Em capitais como Maceió, Aracaju, Palmas e Rio Branco os bolsonaristas estão pelo menos dez pontos percentuais à frente dos adversários. Na capital alagoana, o prefeito JHC vive o melhor cenário, com 74% das intenções de voto, e deve se reeleger no primeiro turno. No Acre, o prefeito Tião Bocalom (47%) está perto disso. Já em Fortaleza André Fernandes (25%) está numericamente à frente; Bruno Engler (21%) divide a liderança num empate técnico em Belo Horizonte; e Abílio Brunini (26%) segue no encalço do líder nas pesquisas em Cuiabá.

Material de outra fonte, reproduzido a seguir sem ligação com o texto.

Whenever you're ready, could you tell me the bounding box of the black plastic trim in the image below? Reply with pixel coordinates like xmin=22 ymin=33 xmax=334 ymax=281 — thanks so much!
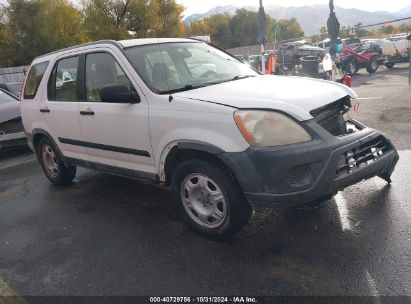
xmin=58 ymin=137 xmax=151 ymax=157
xmin=79 ymin=110 xmax=94 ymax=116
xmin=31 ymin=129 xmax=65 ymax=160
xmin=65 ymin=157 xmax=158 ymax=182
xmin=177 ymin=141 xmax=225 ymax=155
xmin=78 ymin=53 xmax=87 ymax=101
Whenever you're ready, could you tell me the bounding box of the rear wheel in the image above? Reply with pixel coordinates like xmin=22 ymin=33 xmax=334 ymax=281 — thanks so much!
xmin=171 ymin=159 xmax=252 ymax=240
xmin=385 ymin=62 xmax=395 ymax=69
xmin=366 ymin=58 xmax=379 ymax=73
xmin=37 ymin=137 xmax=76 ymax=186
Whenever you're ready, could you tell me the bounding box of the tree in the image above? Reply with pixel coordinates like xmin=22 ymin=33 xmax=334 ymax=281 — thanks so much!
xmin=83 ymin=0 xmax=132 ymax=40
xmin=83 ymin=0 xmax=185 ymax=39
xmin=229 ymin=9 xmax=258 ymax=47
xmin=0 ymin=6 xmax=15 ymax=66
xmin=186 ymin=10 xmax=305 ymax=49
xmin=2 ymin=0 xmax=86 ymax=66
xmin=187 ymin=19 xmax=210 ymax=37
xmin=150 ymin=0 xmax=185 ymax=37
xmin=380 ymin=25 xmax=394 ymax=35
xmin=270 ymin=18 xmax=304 ymax=42
xmin=354 ymin=23 xmax=372 ymax=38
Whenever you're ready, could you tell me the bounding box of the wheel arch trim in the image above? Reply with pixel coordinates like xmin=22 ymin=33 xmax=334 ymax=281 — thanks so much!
xmin=158 ymin=140 xmax=225 ymax=183
xmin=31 ymin=128 xmax=65 ymax=161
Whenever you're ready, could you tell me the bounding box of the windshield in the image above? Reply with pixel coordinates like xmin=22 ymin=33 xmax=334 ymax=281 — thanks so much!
xmin=125 ymin=42 xmax=257 ymax=94
xmin=0 ymin=89 xmax=18 ymax=105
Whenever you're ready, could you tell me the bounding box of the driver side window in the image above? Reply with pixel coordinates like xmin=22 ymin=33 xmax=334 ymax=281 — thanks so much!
xmin=85 ymin=52 xmax=135 ymax=102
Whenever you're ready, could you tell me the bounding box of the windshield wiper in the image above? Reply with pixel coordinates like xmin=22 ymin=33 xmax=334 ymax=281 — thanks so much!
xmin=160 ymin=75 xmax=257 ymax=94
xmin=232 ymin=75 xmax=256 ymax=81
xmin=161 ymin=84 xmax=209 ymax=94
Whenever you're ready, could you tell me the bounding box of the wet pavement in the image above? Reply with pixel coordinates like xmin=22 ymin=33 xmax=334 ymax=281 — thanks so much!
xmin=0 ymin=148 xmax=410 ymax=296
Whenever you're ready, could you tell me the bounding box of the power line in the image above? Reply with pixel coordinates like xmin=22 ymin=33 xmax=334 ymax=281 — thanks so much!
xmin=275 ymin=16 xmax=411 ymax=44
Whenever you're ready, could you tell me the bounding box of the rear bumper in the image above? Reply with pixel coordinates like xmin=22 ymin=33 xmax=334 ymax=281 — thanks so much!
xmin=0 ymin=132 xmax=27 ymax=150
xmin=220 ymin=121 xmax=399 ymax=208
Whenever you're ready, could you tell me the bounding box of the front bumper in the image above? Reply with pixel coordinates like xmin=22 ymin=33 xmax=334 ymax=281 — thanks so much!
xmin=220 ymin=120 xmax=399 ymax=208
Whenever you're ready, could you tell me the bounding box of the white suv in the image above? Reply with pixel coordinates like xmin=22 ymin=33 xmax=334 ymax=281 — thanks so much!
xmin=20 ymin=38 xmax=399 ymax=239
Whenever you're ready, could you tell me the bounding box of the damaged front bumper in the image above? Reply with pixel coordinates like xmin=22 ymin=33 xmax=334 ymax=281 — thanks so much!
xmin=220 ymin=120 xmax=399 ymax=208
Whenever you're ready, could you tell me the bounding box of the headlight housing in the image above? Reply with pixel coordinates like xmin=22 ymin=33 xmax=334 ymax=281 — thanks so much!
xmin=234 ymin=110 xmax=312 ymax=147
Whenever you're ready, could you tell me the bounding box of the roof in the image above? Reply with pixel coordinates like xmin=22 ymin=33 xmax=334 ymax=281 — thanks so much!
xmin=33 ymin=38 xmax=200 ymax=62
xmin=118 ymin=38 xmax=198 ymax=48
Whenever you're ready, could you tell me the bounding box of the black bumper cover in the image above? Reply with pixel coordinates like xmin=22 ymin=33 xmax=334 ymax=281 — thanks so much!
xmin=220 ymin=121 xmax=399 ymax=208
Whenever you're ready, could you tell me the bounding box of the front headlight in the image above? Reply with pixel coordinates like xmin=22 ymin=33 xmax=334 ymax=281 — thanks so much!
xmin=234 ymin=110 xmax=312 ymax=147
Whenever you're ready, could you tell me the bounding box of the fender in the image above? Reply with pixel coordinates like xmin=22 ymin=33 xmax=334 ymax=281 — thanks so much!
xmin=158 ymin=140 xmax=225 ymax=183
xmin=31 ymin=128 xmax=66 ymax=161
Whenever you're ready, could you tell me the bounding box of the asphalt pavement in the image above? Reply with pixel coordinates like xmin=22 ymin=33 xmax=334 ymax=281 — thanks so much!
xmin=0 ymin=65 xmax=410 ymax=298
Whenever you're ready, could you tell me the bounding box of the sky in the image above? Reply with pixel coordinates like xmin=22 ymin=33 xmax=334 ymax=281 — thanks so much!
xmin=176 ymin=0 xmax=411 ymax=17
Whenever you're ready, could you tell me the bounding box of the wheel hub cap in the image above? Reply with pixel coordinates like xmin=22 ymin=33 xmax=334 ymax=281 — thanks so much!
xmin=180 ymin=174 xmax=227 ymax=229
xmin=42 ymin=144 xmax=59 ymax=178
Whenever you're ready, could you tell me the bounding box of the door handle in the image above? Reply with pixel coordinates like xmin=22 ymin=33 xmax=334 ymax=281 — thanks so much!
xmin=40 ymin=108 xmax=50 ymax=113
xmin=80 ymin=110 xmax=95 ymax=116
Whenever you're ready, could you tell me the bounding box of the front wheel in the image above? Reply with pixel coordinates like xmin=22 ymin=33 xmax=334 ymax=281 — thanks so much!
xmin=171 ymin=159 xmax=252 ymax=240
xmin=37 ymin=137 xmax=76 ymax=186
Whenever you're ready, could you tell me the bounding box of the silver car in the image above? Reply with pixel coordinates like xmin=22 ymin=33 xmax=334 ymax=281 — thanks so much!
xmin=0 ymin=88 xmax=26 ymax=150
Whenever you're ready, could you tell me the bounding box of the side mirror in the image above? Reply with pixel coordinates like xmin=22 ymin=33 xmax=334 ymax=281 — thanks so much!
xmin=100 ymin=84 xmax=140 ymax=104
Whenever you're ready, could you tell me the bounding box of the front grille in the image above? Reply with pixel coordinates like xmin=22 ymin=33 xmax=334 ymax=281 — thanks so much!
xmin=310 ymin=96 xmax=361 ymax=136
xmin=336 ymin=136 xmax=392 ymax=177
xmin=0 ymin=117 xmax=24 ymax=135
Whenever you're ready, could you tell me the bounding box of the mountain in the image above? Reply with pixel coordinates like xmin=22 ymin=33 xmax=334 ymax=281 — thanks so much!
xmin=184 ymin=5 xmax=403 ymax=35
xmin=184 ymin=5 xmax=238 ymax=24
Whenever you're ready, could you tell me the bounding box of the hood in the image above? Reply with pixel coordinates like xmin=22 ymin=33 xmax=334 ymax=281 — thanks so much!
xmin=0 ymin=102 xmax=21 ymax=123
xmin=176 ymin=75 xmax=357 ymax=121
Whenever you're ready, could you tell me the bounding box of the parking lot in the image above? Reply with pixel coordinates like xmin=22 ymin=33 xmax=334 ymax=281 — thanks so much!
xmin=0 ymin=64 xmax=410 ymax=297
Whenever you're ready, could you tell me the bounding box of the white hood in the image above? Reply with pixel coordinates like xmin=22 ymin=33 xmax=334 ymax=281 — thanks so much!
xmin=176 ymin=75 xmax=357 ymax=121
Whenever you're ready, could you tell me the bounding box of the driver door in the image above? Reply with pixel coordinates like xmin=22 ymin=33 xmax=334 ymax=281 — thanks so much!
xmin=78 ymin=50 xmax=155 ymax=174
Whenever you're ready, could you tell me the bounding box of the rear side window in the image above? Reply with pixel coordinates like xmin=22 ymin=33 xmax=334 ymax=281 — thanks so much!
xmin=48 ymin=56 xmax=79 ymax=101
xmin=23 ymin=61 xmax=49 ymax=99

Em regiões onde o PL conta com nomes menos competitivos, a sigla tem a vice em chapas que lideram as disputas entre 17 e 45 pontos de vantagem sobre o segundo colocado em Porto Velho, Boa Vista, Florianópolis, Curitiba e Porto Alegre. Em Campo Grande, a chapa que tem Coronel Neidy (PL) de vice está empatada tecnicamente na liderança, no limite da margem de erro. Em Salvador, o PL não participa da chapa, mas consta na coligação que deve conseguir reeleger o prefeito Bruno Reis (União), hoje com 74% das intenções de voto.
Bolsonaro vive uma situação peculiar em São Paulo, em que dois dos três líderes nas pesquisas disputam o espólio bolsonarista: o prefeito Ricardo Nunes (MDB), aliado ao vice coronel Mello Araújo (PL); e o candidato forasteiro Pablo Marçal (PRTB) como principal força desestabilizadora da coesão conservadora na cidade. Com um pé em cada canoa — sem prestigiar nem melindrar qualquer um dos candidatos —, o ex-presidente pode vir a se beneficiar da eleição de qualquer um deles.
O PL aportou R$ 134,9 milhões de seu orçamento eleitoral em candidatos a prefeito de 21 capitais, com destaque para os R$ 26 milhões na empreitada de Alexandre Ramagem no Rio. A missão do ex-diretor-geral da Abin de Bolsonaro é impedir uma vitória acachapante do prefeito Eduardo Paes (PSD) em 6 de outubro e levar a definição para o segundo turno.
Apesar da profunda polarização de que saiu o Brasil em 2022, nem Bolsonaro nem o presidente Luiz Inácio Lula da Silva (PT) mergulharam de cabeça nas eleições municipais deste ano, apesar do apelo de candidatos dos dois polos. O confronto direto tampouco se vislumbra entre as 26 capitais: apenas Fortaleza, com André Fernandes e o petista Evandro Leitão, se encaminha para ter um duelo de bolsonarista contra lulista em um eventual segundo turno.
Marinho aposta nos valores conservadores de seu partido como apelo eleitoral, mas diz confiar que o voto ideológico não será tão forte como na eleição presidencial de 2022 — e que questões como a zeladoria das cidades devem ser preponderantes no voto. O senador também tira o peso do pleito deste domingo sobre a próxima briga pelo Palácio do Planalto.
“A eleição municipal não é necessariamente tão determinante para a majoritária, em 2026. O grande recado das urnas, e vamos ter esse quadro no domingo, é que a direita está consolidada no Brasil”, declara.